Dispatches from the domain crawl #1
After the blaze of publicity surrounding the advent of Non-Print Legal Deposit, the web archiving team have been busy putting the regulations into practice. This is the first of a series of dispatches from the domain crawl, documenting our discoveries as we begin crawling the whole of the UK web domain for this first time.
Firstly, some numbers. In the first week, we acquired nearly 3.6TB of compressed data (in its raw, uncompressed form, the data is ~40% larger) from some 191 million URLs. Although we staggered the launch as a series of smaller crawls, by the end of the week we reached a sustained rate of 300Mb/s. The bulk of this was from the general crawl of the whole domain, which we kicked off with a list of 3.8 million hostnames.

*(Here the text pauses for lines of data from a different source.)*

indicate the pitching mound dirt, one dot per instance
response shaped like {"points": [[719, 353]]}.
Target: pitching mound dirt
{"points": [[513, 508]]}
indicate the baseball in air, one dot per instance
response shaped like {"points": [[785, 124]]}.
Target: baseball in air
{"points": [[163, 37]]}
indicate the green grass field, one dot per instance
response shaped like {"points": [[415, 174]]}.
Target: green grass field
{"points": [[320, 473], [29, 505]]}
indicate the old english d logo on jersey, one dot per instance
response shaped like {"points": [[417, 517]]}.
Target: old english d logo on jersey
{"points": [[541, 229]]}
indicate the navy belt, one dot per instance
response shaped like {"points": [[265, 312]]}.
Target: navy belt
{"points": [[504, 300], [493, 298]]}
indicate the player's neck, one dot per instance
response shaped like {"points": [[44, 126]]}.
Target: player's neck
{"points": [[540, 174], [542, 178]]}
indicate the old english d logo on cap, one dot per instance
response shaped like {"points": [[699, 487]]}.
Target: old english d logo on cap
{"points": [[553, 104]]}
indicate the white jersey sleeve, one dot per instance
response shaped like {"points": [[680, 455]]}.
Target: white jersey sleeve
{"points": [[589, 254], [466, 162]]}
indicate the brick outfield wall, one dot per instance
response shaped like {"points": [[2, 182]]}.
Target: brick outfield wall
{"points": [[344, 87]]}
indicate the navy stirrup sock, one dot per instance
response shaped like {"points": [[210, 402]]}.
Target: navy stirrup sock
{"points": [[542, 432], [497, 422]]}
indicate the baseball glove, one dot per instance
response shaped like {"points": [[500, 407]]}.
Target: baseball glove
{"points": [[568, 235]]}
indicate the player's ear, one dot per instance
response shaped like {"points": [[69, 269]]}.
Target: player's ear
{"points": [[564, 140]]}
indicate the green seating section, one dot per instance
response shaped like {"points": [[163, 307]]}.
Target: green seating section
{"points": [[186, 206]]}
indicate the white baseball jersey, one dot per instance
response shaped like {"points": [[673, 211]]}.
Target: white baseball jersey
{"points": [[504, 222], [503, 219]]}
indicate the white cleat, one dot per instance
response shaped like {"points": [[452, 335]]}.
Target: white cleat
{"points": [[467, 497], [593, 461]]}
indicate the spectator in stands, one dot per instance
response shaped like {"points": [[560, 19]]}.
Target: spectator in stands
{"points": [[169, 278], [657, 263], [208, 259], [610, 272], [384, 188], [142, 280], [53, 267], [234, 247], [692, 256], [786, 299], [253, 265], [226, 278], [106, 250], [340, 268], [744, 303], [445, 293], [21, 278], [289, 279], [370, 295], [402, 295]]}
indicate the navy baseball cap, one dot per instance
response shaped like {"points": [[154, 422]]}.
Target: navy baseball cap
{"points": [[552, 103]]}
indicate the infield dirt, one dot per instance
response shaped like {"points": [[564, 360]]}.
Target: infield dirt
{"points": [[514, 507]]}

At this stage it is difficult to determine what our success rate is - that is, how successful we are at harvesting each resource we target. This is partly because the Heritrix crawler has what might be described as an optimistic approach to determining what in a harvested page is actually a real link to another resource (particularly when parsing Javascript). As a result, some of the occasions on which Heritrix does not return a resource are due to the fact that there was not a real resource to be had.
At this early stage it is also hard to determine reliably the difference between a erroneous response for a real link resource that has disappeared, and an occasion on which access to a real resource was blocked. Over time, we'll learn more about how best to answer some of these questions, which will hopefully start to reveal interesting things about the UK web as a whole.
Roger Coram / Andy Jackson / Peter Webster
Thanks for the details. So that's about 50 URLs per hostname? If you are fishing around for ideas about another post I would be really interested to hear how you assembled the list of hostnames, and are going to be maintaining it over time--although I imagine it is a work in progress. Keep up the good work!